Cluster freezes with "Temporary failure" to appear too often

521 views
Skip to first unread message

Thomas

unread,
Jan 3, 2014, 7:52:50 AM1/3/14
to couc...@googlegroups.com
Hi,

I have been performing some tests to couchbase server 2.1.1 community edition and it seems that I have an issue with data insertion. I have been following the instructions from the following URL: http://docs.couchbase.com/couchbase-sdk-java-1.2/#advanced-usage

The problem is that it seems that for a very large period in time (e.g. more than two hours) the couchbase freezes and does not accept new documents via the Java client (set(...)) making it problematic in data insertion

Any ideas of why this is happening?

My cluster is three nodes of 42GB memory in total and I have currently about 100million documents in one bucket (default)

Let me know if you need any additional information, from my cluster

Thanks

Thomas

unread,
Jan 3, 2014, 9:55:29 AM1/3/14
to couc...@googlegroups.com
Hi,

I have tried to add some documents with cbdocloader tool but again no luck, i get the following: 

couchbase.couchbaseclient.MemcachedError: Memcached error #134:  Temporary failure

Any ideas?

Chad Kouse

unread,
Jan 3, 2014, 10:03:06 AM1/3/14
to couc...@googlegroups.com, couc...@googlegroups.com
When this happens it would be interesting to test if the memcached process has been restarted on any of the nodes. It sort of sounds like that is crashing and with the size of your bucket you are incurring a long warm up time. 

How many replicas are you running?
--chad


--
You received this message because you are subscribed to the Google Groups "Couchbase" group.
To unsubscribe from this group and stop receiving emails from it, send an email to couchbase+...@googlegroups.com.
For more options, visit https://groups.google.com/groups/opt_out.

Thomas

unread,
Jan 3, 2014, 10:09:09 AM1/3/14
to couc...@googlegroups.com
How can I check if the memcached process has been restarted? I run my nodes on linux machines rpm based

I have one replica configured


On Friday, 3 January 2014 14:52:50 UTC+2, Thomas wrote:

Chad Kouse

unread,
Jan 3, 2014, 10:15:25 AM1/3/14
to couc...@googlegroups.com, couc...@googlegroups.com
See with 3 nodes and only 1 replica there shouldn't be a time where only 1 process dies and all sets fail. During this time do some sets actually work? (Note the same key will continue failing over and over but another key may map to another vbucket which is still alive)

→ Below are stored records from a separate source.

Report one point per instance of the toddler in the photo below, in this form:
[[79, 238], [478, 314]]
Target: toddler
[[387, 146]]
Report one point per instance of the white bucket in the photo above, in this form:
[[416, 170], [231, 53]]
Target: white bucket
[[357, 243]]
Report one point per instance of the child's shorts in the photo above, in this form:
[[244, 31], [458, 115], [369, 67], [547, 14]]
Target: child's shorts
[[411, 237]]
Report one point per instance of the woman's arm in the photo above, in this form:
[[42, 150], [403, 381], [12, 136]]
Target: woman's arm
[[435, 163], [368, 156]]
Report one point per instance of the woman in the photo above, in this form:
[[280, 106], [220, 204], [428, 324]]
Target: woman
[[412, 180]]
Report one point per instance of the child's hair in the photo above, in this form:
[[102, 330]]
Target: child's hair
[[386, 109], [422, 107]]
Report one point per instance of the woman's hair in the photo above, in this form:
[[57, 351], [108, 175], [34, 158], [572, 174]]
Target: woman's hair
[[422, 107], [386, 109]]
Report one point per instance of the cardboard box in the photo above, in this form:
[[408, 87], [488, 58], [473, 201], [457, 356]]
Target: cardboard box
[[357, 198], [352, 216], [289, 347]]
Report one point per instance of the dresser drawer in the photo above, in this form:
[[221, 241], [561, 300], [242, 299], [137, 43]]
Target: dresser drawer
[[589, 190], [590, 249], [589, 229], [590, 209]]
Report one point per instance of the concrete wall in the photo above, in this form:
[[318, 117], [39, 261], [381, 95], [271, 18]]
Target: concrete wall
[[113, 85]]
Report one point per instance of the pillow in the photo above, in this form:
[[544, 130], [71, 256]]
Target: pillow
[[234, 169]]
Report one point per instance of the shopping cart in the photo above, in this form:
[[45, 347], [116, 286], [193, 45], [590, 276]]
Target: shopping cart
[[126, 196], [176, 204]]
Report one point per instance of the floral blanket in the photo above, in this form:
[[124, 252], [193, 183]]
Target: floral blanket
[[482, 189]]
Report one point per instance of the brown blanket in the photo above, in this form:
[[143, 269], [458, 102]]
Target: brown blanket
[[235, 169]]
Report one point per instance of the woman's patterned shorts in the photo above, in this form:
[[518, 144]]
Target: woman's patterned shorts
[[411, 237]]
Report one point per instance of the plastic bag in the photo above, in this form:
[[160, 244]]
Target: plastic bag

It's unlikely but not impossible that more than one node is crashing at the same time. 

To check if the memcached process restarted you can look in the process list and either compare the pid or do something like: http://linuxcommando.blogspot.com/2008/09/how-to-get-process-start-date-and-time.html?m=1

The process should have started the same time the other couchbase services started (such as beam.smp - or just look in ps -ef | grep couchbase)


--chad


--

Thomas

unread,
Jan 3, 2014, 10:24:49 AM1/3/14
to couc...@googlegroups.com
Thank you Chad, will check it and let you know. Is there any log file to see why it is crashing? Can i disable the warmup period? or it is a standard procedure of the process?

Thanks again

Thomas


On Friday, 3 January 2014 14:52:50 UTC+2, Thomas wrote:

Chad Kouse

unread,
Jan 3, 2014, 10:29:17 AM1/3/14
to couc...@googlegroups.com, couc...@googlegroups.com
There should be some logging - most likely it's not just crashing but it's being killed by something else - like an oom killer or something. (This of course shouldn't be happening either but I've seen reports of it happening)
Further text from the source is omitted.